CISA, “Untitled Goose Tool, ağ savunucularının Microsoft bulut hizmetlerini sorgulayıp analiz ederken kullanmaları için yeni kimlik doğrulama ve veri toplama yöntemleri sunuyor” diyor.
Araç, kullanıcıların şunları yapmasına olanak tanır:
- Şüpheli etkinlik için AAD oturum açma ve denetim günlüklerini, M365 birleşik denetim günlüğünü (UAL), Azure etkinlik günlüklerini, IoT için Microsoft Defender uyarılarını ve Microsoft Defender for Endpoint (MDE) verilerini dışa aktarın ve inceleyin
- AAD, M365 ve Azure yapılandırmalarını sorgulayın, dışa aktarın ve araştırın
- Ek analiz gerçekleştirmeden Microsoft’un AAD, Azure ve M365 ortamlarından bulut yapılarını ayıklayın
- UAL’nin zaman sınırlamasını gerçekleştirin
- Bu zaman sınırları içindeki verileri ayıklayın
- MDE verileri için benzer zaman sınırlaması özelliklerini kullanarak verileri toplayın ve gözden geçirin
Araç, bulut ortamında hiçbir şeyi değiştiremez; yalnızca bilgileri bulup iletebilir.
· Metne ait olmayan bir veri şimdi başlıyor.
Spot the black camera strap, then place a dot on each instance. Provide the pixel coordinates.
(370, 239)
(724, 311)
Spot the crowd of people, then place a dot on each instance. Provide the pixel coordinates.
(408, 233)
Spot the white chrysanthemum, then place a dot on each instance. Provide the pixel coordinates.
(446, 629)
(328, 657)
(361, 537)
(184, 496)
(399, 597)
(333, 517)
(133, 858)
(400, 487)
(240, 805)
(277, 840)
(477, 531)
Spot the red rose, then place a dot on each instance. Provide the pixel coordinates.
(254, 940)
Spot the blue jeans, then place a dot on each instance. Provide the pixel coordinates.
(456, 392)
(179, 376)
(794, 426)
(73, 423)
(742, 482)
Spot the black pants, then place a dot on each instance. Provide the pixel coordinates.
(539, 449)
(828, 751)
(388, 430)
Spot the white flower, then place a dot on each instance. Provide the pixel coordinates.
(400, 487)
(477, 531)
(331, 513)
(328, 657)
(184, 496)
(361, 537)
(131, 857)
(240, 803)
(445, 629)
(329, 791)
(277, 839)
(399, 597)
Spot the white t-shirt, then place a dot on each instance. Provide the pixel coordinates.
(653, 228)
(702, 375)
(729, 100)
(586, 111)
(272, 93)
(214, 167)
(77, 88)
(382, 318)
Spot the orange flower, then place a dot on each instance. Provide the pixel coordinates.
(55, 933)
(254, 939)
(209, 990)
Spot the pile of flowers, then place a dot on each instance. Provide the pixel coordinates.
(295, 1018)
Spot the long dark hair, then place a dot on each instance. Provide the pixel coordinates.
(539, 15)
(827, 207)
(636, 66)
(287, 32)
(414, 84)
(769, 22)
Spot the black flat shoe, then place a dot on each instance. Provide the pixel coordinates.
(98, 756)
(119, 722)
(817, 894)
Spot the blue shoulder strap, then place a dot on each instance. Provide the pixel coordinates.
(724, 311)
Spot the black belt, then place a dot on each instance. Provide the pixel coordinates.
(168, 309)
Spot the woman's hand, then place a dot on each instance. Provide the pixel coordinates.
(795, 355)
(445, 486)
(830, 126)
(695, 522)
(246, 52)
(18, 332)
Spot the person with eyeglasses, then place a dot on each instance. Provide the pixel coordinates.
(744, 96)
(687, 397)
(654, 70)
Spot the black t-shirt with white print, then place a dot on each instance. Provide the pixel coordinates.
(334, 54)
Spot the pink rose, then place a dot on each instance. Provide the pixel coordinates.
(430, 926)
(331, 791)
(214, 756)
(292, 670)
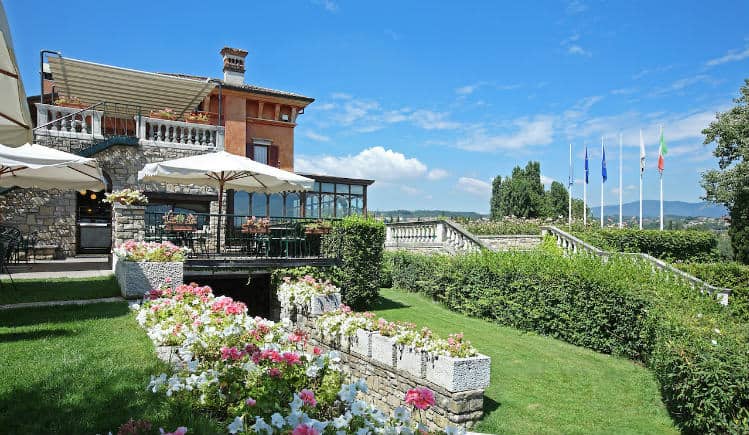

Bunun ne kadar hızlı yapılacağı, bulut ortamının boyutuna, etkinlik miktarına ve yapılandırma dosyasındaki belirli çağrı kümesine bağlıdır.
aracı kullanma
Araç, macOS, Linux ve Windows üzerine kurulabilir ve Azure, Azure AD ve M365 ortamlarıyla uyumludur. Çalıştırmak için Python 3.7, 3.8 veya 3.9’a ihtiyacı var.
Aracın JSON formatında teslim edilen çıktısı, toplanan bilgileri incelemek ve analiz etmek için bir SIEM aracına, web tarayıcısına, metin düzenleyiciye veya veritabanına beslenebilir.
“Kullanıcılar Untitled Goose Tool’u bir kez, anlık görüntü olarak veya rutin olarak çalıştırabilir. Belirli günlük türleri için araç, aracın en son çalıştırıldığı zamandan itibaren devam edecek,” diye açıkladı CISA.